How humanity postponed the next ice age

The Pastoruri glacier, Peru (Wikimedia)Global warming has made an astonishing change to the planet's climate cycle

Throughout Earth's history the global climate has swung back and forth between warm and cold stages, often with a predictable regularity. During the last million years cold stages known as glacials – ice ages – were long lasting periods punctuated by much shorter warm inter-glacials, like today. Now with more than 10,000 years since the end of the last ice age we should soon be due another. But recent research shows that due to the current global warming a new ice age is unlikely to happen for at least 100,000 years, meaning we are dramatically changing Earth's natural climate cycle.

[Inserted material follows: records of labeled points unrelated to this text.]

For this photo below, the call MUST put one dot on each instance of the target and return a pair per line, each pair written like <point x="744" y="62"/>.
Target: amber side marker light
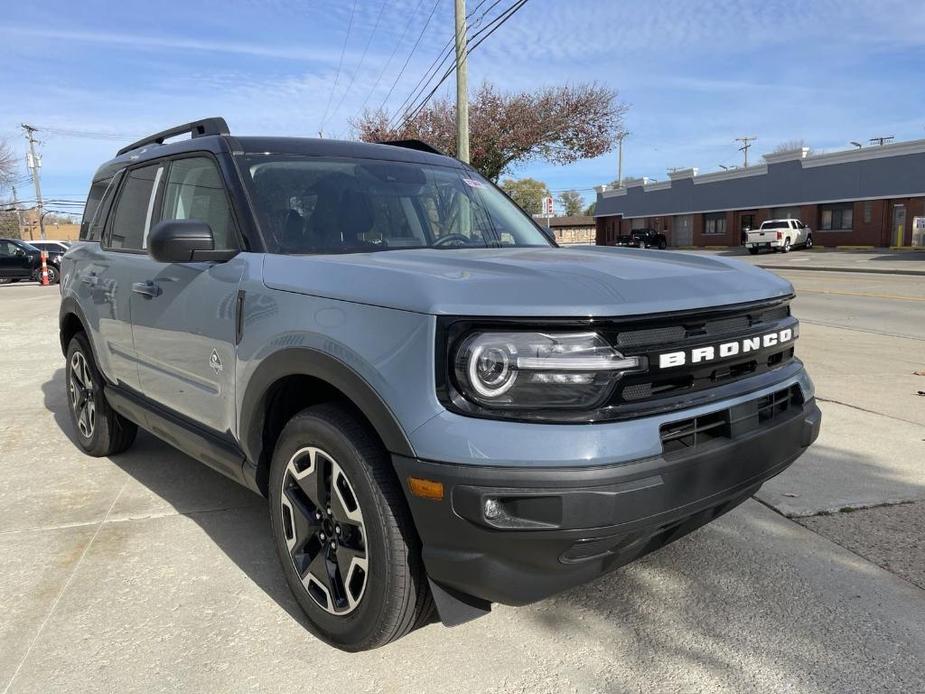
<point x="426" y="489"/>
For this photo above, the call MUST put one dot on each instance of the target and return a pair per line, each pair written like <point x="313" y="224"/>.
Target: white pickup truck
<point x="779" y="235"/>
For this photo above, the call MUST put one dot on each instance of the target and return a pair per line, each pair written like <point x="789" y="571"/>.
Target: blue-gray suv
<point x="444" y="409"/>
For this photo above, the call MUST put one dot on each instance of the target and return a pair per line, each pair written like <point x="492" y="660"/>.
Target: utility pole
<point x="18" y="212"/>
<point x="746" y="143"/>
<point x="34" y="165"/>
<point x="462" y="85"/>
<point x="620" y="158"/>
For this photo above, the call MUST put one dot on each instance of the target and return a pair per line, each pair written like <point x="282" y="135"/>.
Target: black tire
<point x="394" y="597"/>
<point x="106" y="432"/>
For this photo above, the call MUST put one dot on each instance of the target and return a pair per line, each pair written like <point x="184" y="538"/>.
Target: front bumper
<point x="554" y="528"/>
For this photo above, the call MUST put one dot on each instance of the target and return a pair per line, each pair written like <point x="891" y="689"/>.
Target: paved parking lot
<point x="150" y="572"/>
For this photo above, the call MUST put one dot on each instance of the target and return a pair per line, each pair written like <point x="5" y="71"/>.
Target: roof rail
<point x="418" y="145"/>
<point x="198" y="128"/>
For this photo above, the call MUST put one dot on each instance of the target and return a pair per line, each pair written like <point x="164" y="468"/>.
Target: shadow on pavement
<point x="194" y="490"/>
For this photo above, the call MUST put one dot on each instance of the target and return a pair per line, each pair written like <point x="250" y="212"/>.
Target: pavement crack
<point x="63" y="590"/>
<point x="864" y="409"/>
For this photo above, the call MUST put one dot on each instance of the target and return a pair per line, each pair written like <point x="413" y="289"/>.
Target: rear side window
<point x="97" y="190"/>
<point x="195" y="190"/>
<point x="132" y="214"/>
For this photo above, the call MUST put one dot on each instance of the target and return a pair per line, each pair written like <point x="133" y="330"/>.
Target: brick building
<point x="866" y="196"/>
<point x="572" y="230"/>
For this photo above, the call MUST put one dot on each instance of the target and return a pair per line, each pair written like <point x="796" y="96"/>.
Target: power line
<point x="340" y="64"/>
<point x="413" y="49"/>
<point x="362" y="57"/>
<point x="445" y="53"/>
<point x="491" y="28"/>
<point x="398" y="45"/>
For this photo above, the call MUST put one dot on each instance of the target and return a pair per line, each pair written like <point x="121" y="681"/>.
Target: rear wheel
<point x="100" y="430"/>
<point x="343" y="532"/>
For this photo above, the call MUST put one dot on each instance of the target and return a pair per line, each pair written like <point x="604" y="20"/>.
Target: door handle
<point x="148" y="289"/>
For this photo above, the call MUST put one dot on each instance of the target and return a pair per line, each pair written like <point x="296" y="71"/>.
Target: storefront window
<point x="836" y="217"/>
<point x="714" y="223"/>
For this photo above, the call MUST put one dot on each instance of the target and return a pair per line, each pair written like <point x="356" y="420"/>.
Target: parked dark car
<point x="20" y="260"/>
<point x="643" y="238"/>
<point x="55" y="250"/>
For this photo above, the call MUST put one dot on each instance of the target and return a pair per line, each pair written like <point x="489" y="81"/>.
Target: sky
<point x="696" y="74"/>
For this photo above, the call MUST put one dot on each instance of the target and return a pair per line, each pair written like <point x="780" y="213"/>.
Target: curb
<point x="830" y="268"/>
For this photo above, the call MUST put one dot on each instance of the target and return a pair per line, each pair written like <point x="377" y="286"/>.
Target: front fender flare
<point x="304" y="361"/>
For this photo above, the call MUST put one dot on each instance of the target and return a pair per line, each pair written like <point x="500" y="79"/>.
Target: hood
<point x="548" y="282"/>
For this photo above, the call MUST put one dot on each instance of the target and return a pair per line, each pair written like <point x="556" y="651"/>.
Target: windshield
<point x="313" y="205"/>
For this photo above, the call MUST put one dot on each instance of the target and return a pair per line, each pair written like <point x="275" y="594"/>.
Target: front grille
<point x="731" y="423"/>
<point x="669" y="334"/>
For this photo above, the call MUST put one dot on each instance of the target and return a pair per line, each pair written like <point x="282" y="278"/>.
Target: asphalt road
<point x="150" y="572"/>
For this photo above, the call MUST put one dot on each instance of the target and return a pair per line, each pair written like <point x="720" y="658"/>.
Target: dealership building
<point x="860" y="197"/>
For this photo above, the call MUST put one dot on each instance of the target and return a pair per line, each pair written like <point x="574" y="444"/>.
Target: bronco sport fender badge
<point x="215" y="362"/>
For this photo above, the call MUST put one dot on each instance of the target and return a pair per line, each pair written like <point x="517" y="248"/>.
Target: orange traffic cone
<point x="44" y="257"/>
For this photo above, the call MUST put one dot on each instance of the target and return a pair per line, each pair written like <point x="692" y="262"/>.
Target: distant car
<point x="779" y="235"/>
<point x="20" y="260"/>
<point x="55" y="250"/>
<point x="643" y="238"/>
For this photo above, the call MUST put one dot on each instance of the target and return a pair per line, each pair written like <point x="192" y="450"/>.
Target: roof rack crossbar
<point x="199" y="128"/>
<point x="418" y="145"/>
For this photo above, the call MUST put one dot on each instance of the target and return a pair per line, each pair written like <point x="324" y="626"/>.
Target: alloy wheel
<point x="324" y="531"/>
<point x="83" y="395"/>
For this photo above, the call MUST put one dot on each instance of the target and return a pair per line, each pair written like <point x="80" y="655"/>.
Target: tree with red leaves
<point x="557" y="124"/>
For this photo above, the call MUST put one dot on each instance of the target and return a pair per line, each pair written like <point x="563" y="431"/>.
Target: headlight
<point x="532" y="370"/>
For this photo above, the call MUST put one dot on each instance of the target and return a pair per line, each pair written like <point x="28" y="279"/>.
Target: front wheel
<point x="101" y="431"/>
<point x="343" y="531"/>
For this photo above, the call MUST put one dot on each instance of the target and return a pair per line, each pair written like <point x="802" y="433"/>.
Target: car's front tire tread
<point x="112" y="433"/>
<point x="409" y="603"/>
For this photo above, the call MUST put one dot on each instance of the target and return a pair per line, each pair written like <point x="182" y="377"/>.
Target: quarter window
<point x="132" y="215"/>
<point x="714" y="223"/>
<point x="195" y="191"/>
<point x="836" y="217"/>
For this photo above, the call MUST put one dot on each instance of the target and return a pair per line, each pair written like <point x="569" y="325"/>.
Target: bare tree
<point x="557" y="124"/>
<point x="526" y="192"/>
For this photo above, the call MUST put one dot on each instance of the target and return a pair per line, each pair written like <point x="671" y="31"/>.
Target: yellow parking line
<point x="865" y="294"/>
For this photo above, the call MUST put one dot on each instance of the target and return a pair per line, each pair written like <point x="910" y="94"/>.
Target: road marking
<point x="895" y="297"/>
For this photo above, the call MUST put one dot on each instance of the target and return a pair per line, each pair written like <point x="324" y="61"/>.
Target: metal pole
<point x="34" y="165"/>
<point x="18" y="212"/>
<point x="620" y="162"/>
<point x="462" y="85"/>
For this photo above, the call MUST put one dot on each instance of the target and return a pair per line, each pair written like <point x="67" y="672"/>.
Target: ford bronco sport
<point x="444" y="409"/>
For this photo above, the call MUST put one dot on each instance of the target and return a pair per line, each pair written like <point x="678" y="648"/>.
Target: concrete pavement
<point x="150" y="572"/>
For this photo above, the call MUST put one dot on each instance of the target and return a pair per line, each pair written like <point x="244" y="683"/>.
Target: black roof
<point x="209" y="135"/>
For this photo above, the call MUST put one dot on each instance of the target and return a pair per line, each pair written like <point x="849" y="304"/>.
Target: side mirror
<point x="185" y="241"/>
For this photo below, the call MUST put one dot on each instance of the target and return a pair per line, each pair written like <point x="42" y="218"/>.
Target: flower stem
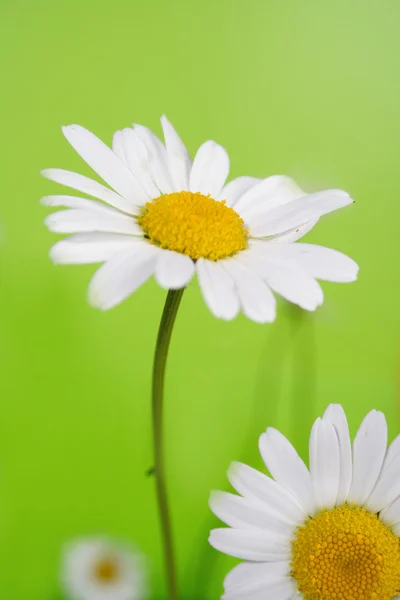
<point x="160" y="358"/>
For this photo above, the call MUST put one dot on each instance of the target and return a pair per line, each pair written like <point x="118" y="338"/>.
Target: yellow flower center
<point x="346" y="553"/>
<point x="106" y="571"/>
<point x="193" y="224"/>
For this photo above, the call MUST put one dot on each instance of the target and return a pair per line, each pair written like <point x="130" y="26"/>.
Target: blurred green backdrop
<point x="310" y="89"/>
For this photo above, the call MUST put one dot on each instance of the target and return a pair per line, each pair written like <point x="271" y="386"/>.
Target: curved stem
<point x="160" y="358"/>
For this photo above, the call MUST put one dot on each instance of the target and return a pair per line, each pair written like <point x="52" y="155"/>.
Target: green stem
<point x="160" y="358"/>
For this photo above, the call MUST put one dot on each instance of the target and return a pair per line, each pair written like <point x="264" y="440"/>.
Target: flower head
<point x="173" y="218"/>
<point x="330" y="532"/>
<point x="100" y="569"/>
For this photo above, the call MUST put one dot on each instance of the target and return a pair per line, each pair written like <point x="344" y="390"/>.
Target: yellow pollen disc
<point x="106" y="570"/>
<point x="193" y="224"/>
<point x="346" y="553"/>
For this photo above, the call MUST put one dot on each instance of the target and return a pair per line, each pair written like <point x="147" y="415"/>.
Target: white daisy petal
<point x="267" y="194"/>
<point x="241" y="575"/>
<point x="369" y="448"/>
<point x="257" y="546"/>
<point x="287" y="468"/>
<point x="242" y="513"/>
<point x="106" y="164"/>
<point x="218" y="289"/>
<point x="174" y="270"/>
<point x="179" y="162"/>
<point x="210" y="169"/>
<point x="392" y="452"/>
<point x="319" y="262"/>
<point x="255" y="485"/>
<point x="387" y="488"/>
<point x="83" y="220"/>
<point x="256" y="299"/>
<point x="292" y="283"/>
<point x="296" y="233"/>
<point x="88" y="186"/>
<point x="279" y="589"/>
<point x="336" y="415"/>
<point x="118" y="145"/>
<point x="75" y="202"/>
<point x="324" y="463"/>
<point x="391" y="514"/>
<point x="86" y="248"/>
<point x="157" y="159"/>
<point x="290" y="215"/>
<point x="134" y="153"/>
<point x="122" y="275"/>
<point x="235" y="189"/>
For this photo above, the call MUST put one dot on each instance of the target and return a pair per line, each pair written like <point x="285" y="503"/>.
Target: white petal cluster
<point x="139" y="168"/>
<point x="264" y="518"/>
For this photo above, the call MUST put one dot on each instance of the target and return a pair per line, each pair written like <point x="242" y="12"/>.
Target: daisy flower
<point x="170" y="217"/>
<point x="330" y="532"/>
<point x="100" y="569"/>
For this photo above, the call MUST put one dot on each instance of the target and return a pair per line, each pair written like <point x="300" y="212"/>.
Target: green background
<point x="306" y="88"/>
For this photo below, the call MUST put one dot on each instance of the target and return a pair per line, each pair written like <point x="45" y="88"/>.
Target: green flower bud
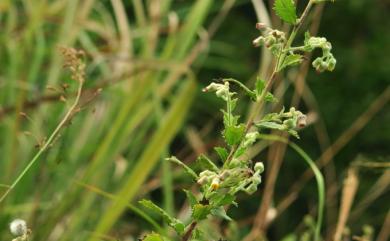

An ice age is a long lasting period – about 100,000 years – where the global temperature drops by up to 5°C. The cooling is more at higher latitudes where continental ice sheets gradually formed over northern Europe, extending as far south as Germany and across the islands of Ireland and the United Kingdom. They formed because at such low temperatures rain falls as snow, accumulating over time as ice.

Ice sheets also covered a large part of North America and at their maximum were enormous, 3-4km in height. So at that time it was impossible for humans to live in these regions. Today ice sheets, or ice caps, still exist over Greenland and Antartica, where it remains cold enough for snow to build up as ice. But because our global climate is warming fast we can expect a gradual melting of these ice caps over the coming centuries, meaning no ice age.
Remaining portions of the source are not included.